А я… Я не буду его использовать. Но возьму так, на всякий случай.
Я вновь переворачиваю страницу – и вдруг мне становится нечем дышать. Воздух стал тяжелым, влажным, словно я выкурила целую пачку сигарет за раз.
На обороте – иллюстрация во всю страницу. Молодая женщина стоит на коленях, обнаженная, у ног высокой фигуры с белым, как кость, лицом. Изможденная вытянутая образина с закрученными рогами и черными провалами на месте глаз, острые зазубренные ноздри: череп козла. Это создание протягивает тонкую руку, с которой капает кровь, чтобы нарисовать знак на лбу женщины.
Посвящение.
Члены ковена Марджери и так нечасто говорят об этом, но вне ритуалов и вовсе никогда. Эллис, возможно, даже не знает о том, что есть посвящение. Секреты Дэллоуэя доступны лишь немногим избранным: тем, кого мы посчитали достойными, и тем, кто достаточно силен, чтобы пережить страх. Но за запертыми дверьми, на тайных сходках по двое-трое девушек из каждого дома, некоторые из нас заглядывают во тьму.
Забуду ли я когда-нибудь, как выглядела Алекс той ночью? Нас поставили лицом друг к другу, двух новопосвященных из Годвин-хаус.
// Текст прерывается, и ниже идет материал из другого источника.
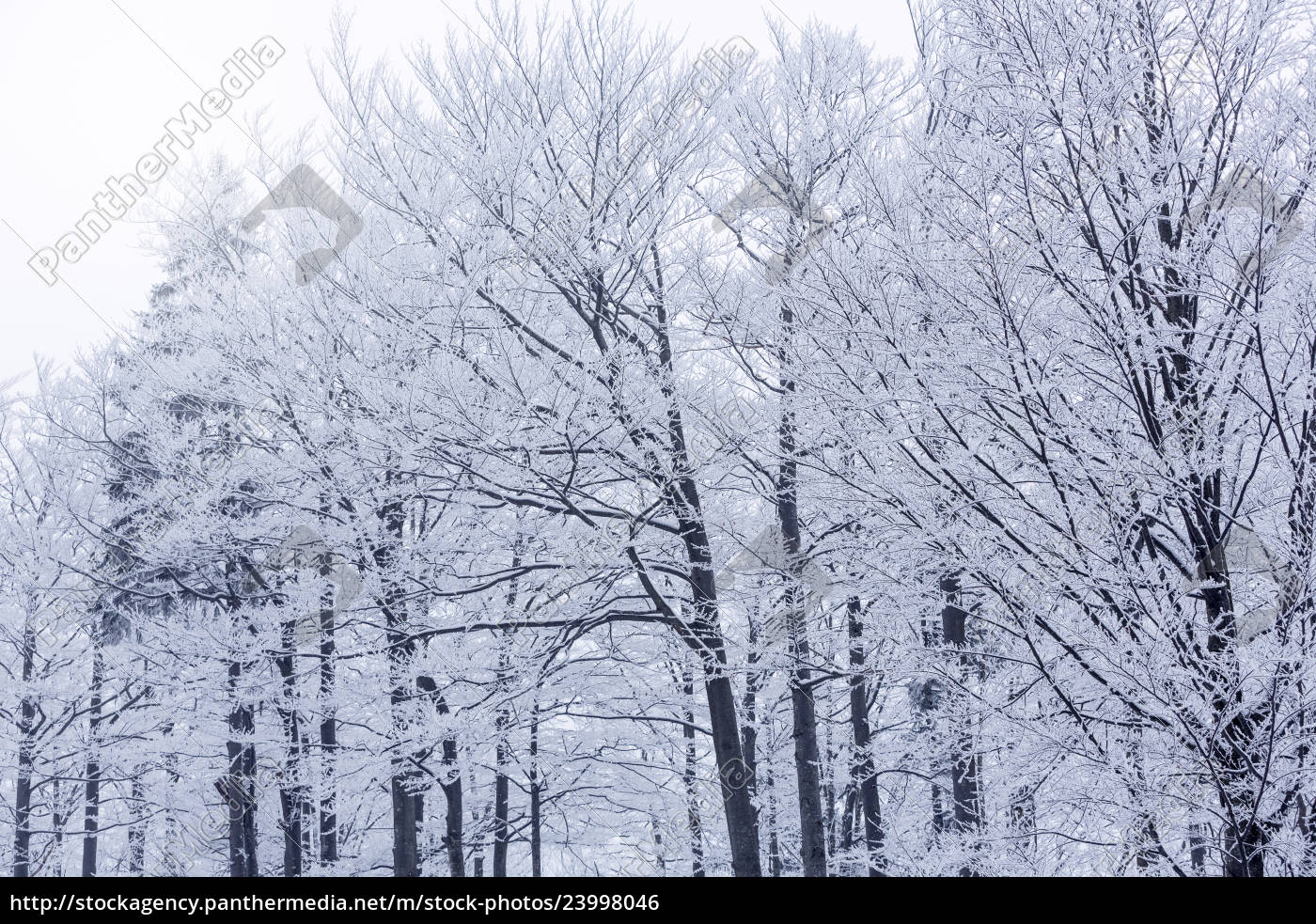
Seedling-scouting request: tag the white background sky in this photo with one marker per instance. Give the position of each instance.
(86, 87)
Алекс была во фланелевых брюках и майке, обнажавшей тонкие ключицы и мускулистые плечи. Она выглядела такой чужеродной в окружении старших девушек в черных балахонах и масках в виде черепа.
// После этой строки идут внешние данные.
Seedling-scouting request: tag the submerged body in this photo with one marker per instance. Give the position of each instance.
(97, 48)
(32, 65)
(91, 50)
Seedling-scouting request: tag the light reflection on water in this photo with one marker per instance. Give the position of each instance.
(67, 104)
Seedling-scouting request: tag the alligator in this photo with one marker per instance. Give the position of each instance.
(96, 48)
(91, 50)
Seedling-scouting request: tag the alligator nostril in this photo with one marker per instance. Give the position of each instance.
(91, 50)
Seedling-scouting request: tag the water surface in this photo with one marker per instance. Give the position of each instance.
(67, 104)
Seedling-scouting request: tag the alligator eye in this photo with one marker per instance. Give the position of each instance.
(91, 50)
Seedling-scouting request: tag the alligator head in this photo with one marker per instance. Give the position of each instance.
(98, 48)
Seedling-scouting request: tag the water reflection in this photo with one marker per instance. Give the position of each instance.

Они зажгли свечи и благовония. Читали нараспев на латыни, греческом и арамейском – причудливая малопонятная смесь языков; сейчас меня это поражает, но в то время мне казалось, что тени росли и активизировались, подчиняясь нашей оккультной власти. Это была великолепная бесконечная ночь; она могла бы продолжаться и три часа, и три дня. Когда мой лоб мазали козлиной кровью, она была свежей, растекалась по лицу и застывала на ресницах. Руки были связаны, и я не могла ее вытереть; просто сидела, пока по моим щекам текли алые слезы.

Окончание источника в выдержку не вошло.